Saharawis strung on top of a van
11/11/2025
Escriptor i professor a la Universitat Ramon Llull
3 min

Next Thursday, November 20th, could be a good day to start talking seriously and calmly about things that have been postponed for over fifty years. Everything seems to indicate that this won't be the case, but you never know: the maelstrom of politics always moves in strange and unpredictable ways. The petty squabbles of political maneuvering, on the other hand, can always be seen coming an hour in advance, fifty years ago.

In this sense, I reread some fragments of a seemingly insignificant book by Francisco Umbral, Sighs of Spain (Critical Point, 1975). Compared to works from the same period that are as extraordinary on a literary level as the surprising Mortal and pink (1975), this paper is a routine compilation of newspaper articles written a few months earlier.
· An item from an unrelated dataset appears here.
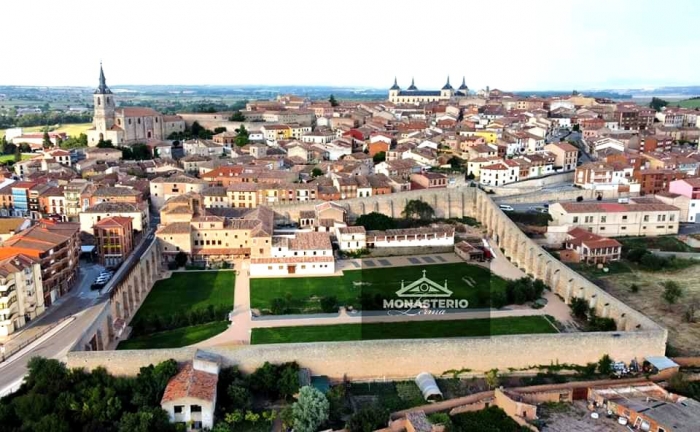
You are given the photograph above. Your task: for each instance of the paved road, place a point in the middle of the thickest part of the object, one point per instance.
(82, 303)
What makes it interesting is its publication date: October 1975. Most are articles about everyday life and political trifles. However, there are three or four that are of considerable interest in clearly anticipating certain inertias of the Transition that had already begun to surface during Franco's lifetime. The piece entitled "They searched me", for example, is significant. Preparing for the consummation of biological factThe euphemism used to officially refer to Franco's death meant that the more astute among them were already distancing themselves from the regime. "So, it wasn't the Falangists, nor the Legionnaires, nor the priests, nor anyone else. But someone must have governed here, I suppose.""The regime dies killing and committing political aberrations as monumental as the," Umbral ironically observes on page 80. sale of full Spanish citizens, even with national identity cards, in the case of Western Sahara. Everyone wants to wash their hands of it. Everyone wants to gloss it over with some kind of whitewash.

However, today, half a century later, many people accept that legacy as normal or even tacitly embrace it. It's worth noting that these are two distinct attitudes. The first is by no means a minority view: it forms part of the ideological foundation of the People's Party (PP), founded by the former Francoist minister Manuel Fraga Iribarne, as well as sectors of the Spanish Socialist Workers' Party (PSOE), such as those surprisingly represented today by Felipe González and several regional party leaders. The second attitude, the assertive one, is deeply rooted in Vox's founding principles. Fifty years go by quickly, you see... It should be noted that in many cases this isn't a matter of forgetfulness, but rather of a lack of inhibition.

A good book for understanding this historical journey, which until recently was dismissed as improbable, is Francoism in the time of TrumpBy Francisco Marco Álvaro. If Dwight D. Eisenhower's visit to Spain on December 21, 1959, symbolized the end of the Franco regime's international isolation and its acceptance as a US ally at the height of the Cold War, Donald Trump's complicity with Santiago Abascal repositions him as a "normal" leader, not an extremist. The 1959 visit reinforced the idea that Spain was a reliable ally in the fight against communism at a time when the Cold War shaped international relations. Current photos of Trump and Abascal return Spain to its role as a loyal ally within the context of the new global authoritarianism, which includes Putin himself—he is the key player, in fact: without him, Trump's first victory would not have been possible. Álvaro's essay thus dissects a process of genuine normalization that only fifteen or twenty years ago seemed like a pipe dream. Ynestrillas and his associates, to put it simply, represented a token, marginal, and unviable form of Francoism in terms of parliamentary arithmetic. Vox, however, could become, even in the short term, the main opposition party.

This is no longer a joke. What has happened? "Today's far-right parties fill a void, just as their 20th-century predecessors did. They give meaning and a strong sense of belonging to an individual who has lost faith in democracy and its operators," says Francesc-Marc Álvaro on page 178 of that essay.

Fifty years may pass quickly, but for the hundreds of thousands of Sahrawis who have languished in one of the most inhospitable corners of the planet, they have likely dragged on with intolerable slowness. Thanks to Trump's approval, among others, the illegal annexation of a territory that had been a fully-fledged Spanish province since April 19, 1961, has finally been completed. Francoism is alive and well. Let's see how the next fifty years go.